Clicks and Drag Select

The first part is pretty simple. A click is basically a key down followed by a key up within a certain amount of time. Drag select is gated by a minimum pixel distance. If the mouse hasn’t moved very far, we just consider it a regular click.

Render Box Select UI

This part is as simple as calling GUI.DrawTexture(). One call for drawing the background of the whole box and 4 more to draw the border. A white texture is used so that it absorbs all of the color tint when GUI.color is assigned.

Querying For Units

My original thought for checking if a unit was within the box was to do a shape cast. However, Unity doesn’t support doing a frustum cast, or even constructing a frustum that doesn’t match a camera in the scene. I could have done the math and constructed the data structures myself, but that didn’t feel like it was worth the effort.
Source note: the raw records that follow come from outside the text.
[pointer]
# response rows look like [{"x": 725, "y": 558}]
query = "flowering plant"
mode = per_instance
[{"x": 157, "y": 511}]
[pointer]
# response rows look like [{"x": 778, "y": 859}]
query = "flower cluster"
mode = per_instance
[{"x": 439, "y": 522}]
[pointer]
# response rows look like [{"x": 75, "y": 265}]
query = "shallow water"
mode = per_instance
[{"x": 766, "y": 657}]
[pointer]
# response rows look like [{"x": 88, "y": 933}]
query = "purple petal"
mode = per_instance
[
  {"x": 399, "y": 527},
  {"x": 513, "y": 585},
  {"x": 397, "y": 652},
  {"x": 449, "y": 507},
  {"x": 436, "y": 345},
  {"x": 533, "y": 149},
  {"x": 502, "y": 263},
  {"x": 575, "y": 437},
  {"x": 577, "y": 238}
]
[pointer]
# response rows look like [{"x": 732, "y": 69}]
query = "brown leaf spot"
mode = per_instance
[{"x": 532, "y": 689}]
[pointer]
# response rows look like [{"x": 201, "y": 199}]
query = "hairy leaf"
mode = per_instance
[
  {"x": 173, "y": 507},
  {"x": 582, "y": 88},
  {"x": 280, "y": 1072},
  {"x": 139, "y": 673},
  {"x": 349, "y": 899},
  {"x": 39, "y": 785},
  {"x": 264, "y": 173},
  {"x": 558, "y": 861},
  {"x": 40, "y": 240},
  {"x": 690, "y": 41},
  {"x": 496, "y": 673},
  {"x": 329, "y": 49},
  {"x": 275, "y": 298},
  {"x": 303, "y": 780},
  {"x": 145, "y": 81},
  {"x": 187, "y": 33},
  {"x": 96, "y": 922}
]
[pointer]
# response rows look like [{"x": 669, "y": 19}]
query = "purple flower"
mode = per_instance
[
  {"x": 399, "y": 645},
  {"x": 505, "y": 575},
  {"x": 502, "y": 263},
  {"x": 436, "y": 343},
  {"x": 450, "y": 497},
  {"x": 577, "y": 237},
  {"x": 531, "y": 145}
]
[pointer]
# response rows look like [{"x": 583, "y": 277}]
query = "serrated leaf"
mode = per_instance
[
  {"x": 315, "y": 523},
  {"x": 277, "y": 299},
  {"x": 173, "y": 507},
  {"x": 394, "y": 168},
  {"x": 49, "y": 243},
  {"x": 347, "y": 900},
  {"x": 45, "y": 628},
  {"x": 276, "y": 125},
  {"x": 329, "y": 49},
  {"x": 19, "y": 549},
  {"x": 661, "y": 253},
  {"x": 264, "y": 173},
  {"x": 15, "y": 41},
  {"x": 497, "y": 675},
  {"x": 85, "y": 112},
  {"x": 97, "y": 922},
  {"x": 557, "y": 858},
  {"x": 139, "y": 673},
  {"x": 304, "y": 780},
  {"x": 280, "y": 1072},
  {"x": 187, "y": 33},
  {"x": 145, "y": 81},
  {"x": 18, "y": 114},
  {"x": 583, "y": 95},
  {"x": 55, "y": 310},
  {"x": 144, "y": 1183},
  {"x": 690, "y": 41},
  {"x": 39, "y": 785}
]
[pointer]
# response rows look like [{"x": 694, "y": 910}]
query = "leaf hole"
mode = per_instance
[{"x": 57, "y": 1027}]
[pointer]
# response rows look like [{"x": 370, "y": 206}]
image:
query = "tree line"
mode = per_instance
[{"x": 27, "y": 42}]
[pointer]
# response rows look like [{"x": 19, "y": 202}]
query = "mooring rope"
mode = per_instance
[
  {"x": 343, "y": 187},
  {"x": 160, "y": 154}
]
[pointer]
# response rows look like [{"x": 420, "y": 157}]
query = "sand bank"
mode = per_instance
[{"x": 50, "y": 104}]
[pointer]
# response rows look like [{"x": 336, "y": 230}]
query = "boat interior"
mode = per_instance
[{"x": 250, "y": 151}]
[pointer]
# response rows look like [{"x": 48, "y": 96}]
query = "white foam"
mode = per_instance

Taking a hint from the post linked above, I decided to go to the viewport space conversion. However, this meant that I couldn’t just query for what units where inside the shape with a simple call. I had to manually iterate over units and check if they were in the bounds. Obviously I don’t want to iterate over all the units in the scene, since only units that are on the screen are potential selections. To keep track of which units are on screen, I utilize Unity’s OnBecameVisible() and OnBecameInvisible() callbacks.
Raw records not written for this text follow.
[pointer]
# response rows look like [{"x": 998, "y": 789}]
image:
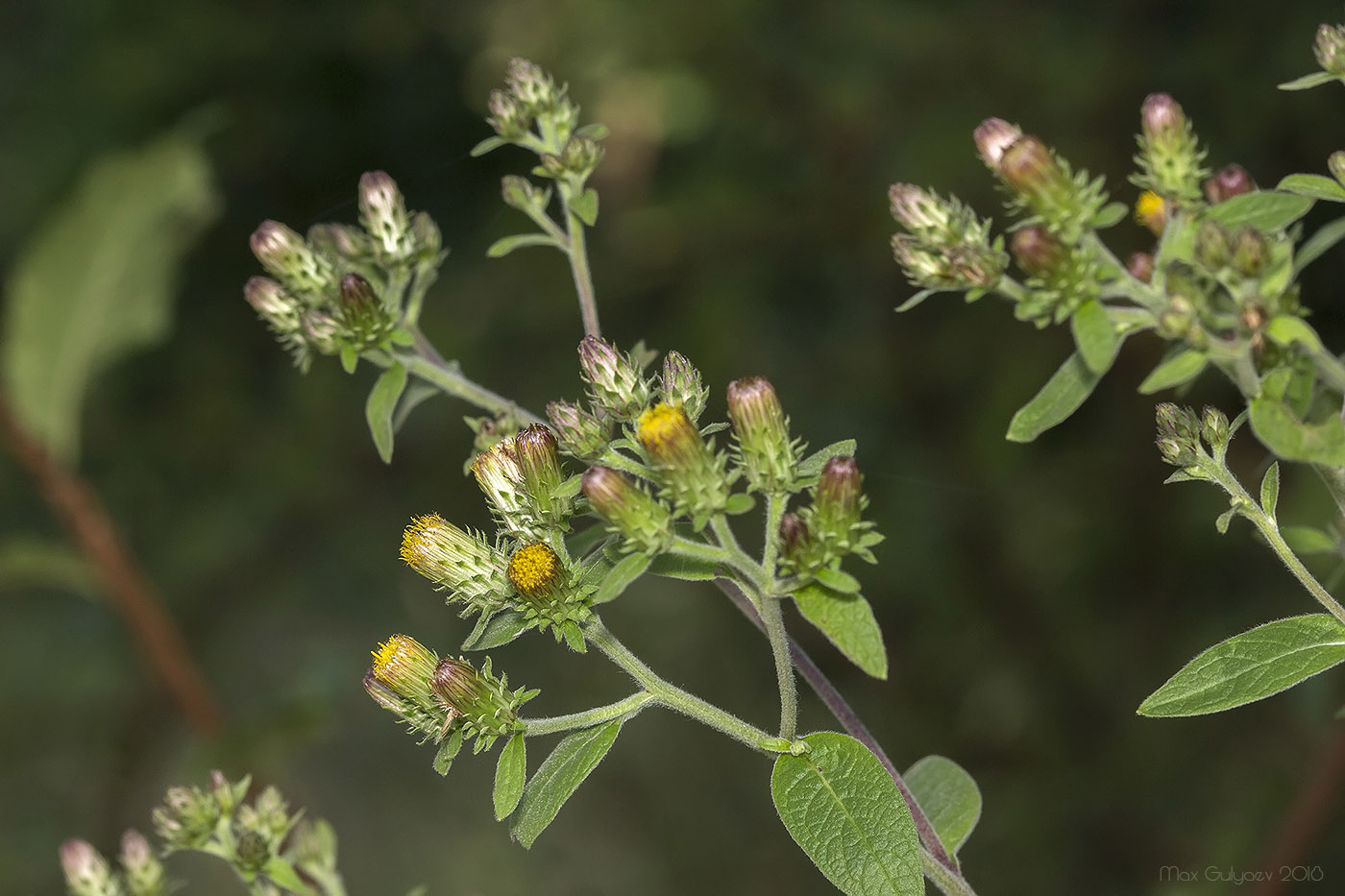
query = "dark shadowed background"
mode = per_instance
[{"x": 1031, "y": 596}]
Now that the search space has been reduced to a list of only potential candidates, we need to check if they are in our box. The article above only checks against the unit’s position, but I wanted something a bit better. Unity only keeps track of an object’s AABB. Transforming the AABB to viewport space yielded some wonky results, and I thought I could do something a little more performant. In most RTSs, selected units are usually represented with a ring around them. I figured this would be a good way to detect selection as well. I generate a 2D circle at the base of the unit and convert points along that circle into viewport space. I then check if any of the rays that make up the circle intersect with the viewport bounds. This method seemed to work fairly well. For longer units, using an ellipse would be more accurate.

Unit Selection

Not all units are made equal. Units are prioritized as such:

  • Owned Units
  • Friendly Units
  • Enemy Units
  • Neutral Units

If a unit has a lower priority than the current selection, it is discarded. Units with higher priority will invalidate the entire selection and the list will be reduced to the new, highest priority unit. When doing box select, only owned units will result in a selection of more than one unit. Any priority less than that will pick the first unit encountered.

Unit Actions

This step only applies when selecting owned units. The final step is to populate the UI with the intersection of all the unit actions of the selected units. Essentially:

List<Actions> actions = units[0].actions;

for (int i = 1; i < units.Length; ++i) {
	for (int j = 0; j < actions.Count; ++j) {
		if (!units[i].actions.Contains(actions[j])) {

The GIF below was taken before the Unit Actions segment was finished, but it shows off the essential parts.


My camera is nothing fancy. Every movement, whether it’s panning, zooming, or rotating, is done with a simple spring calculation. I have a minimum speed that all springs operate under so that they don’t slow down too much and eventually get to their destination in a reasonable time. I had panning written already, I just added support for zooming and rotating.

My camera mimics the StarCraft 2 camera style. If I have a need for a more control over the camera, adding that should be easy. I already have the core movement, it’s more input interpretation.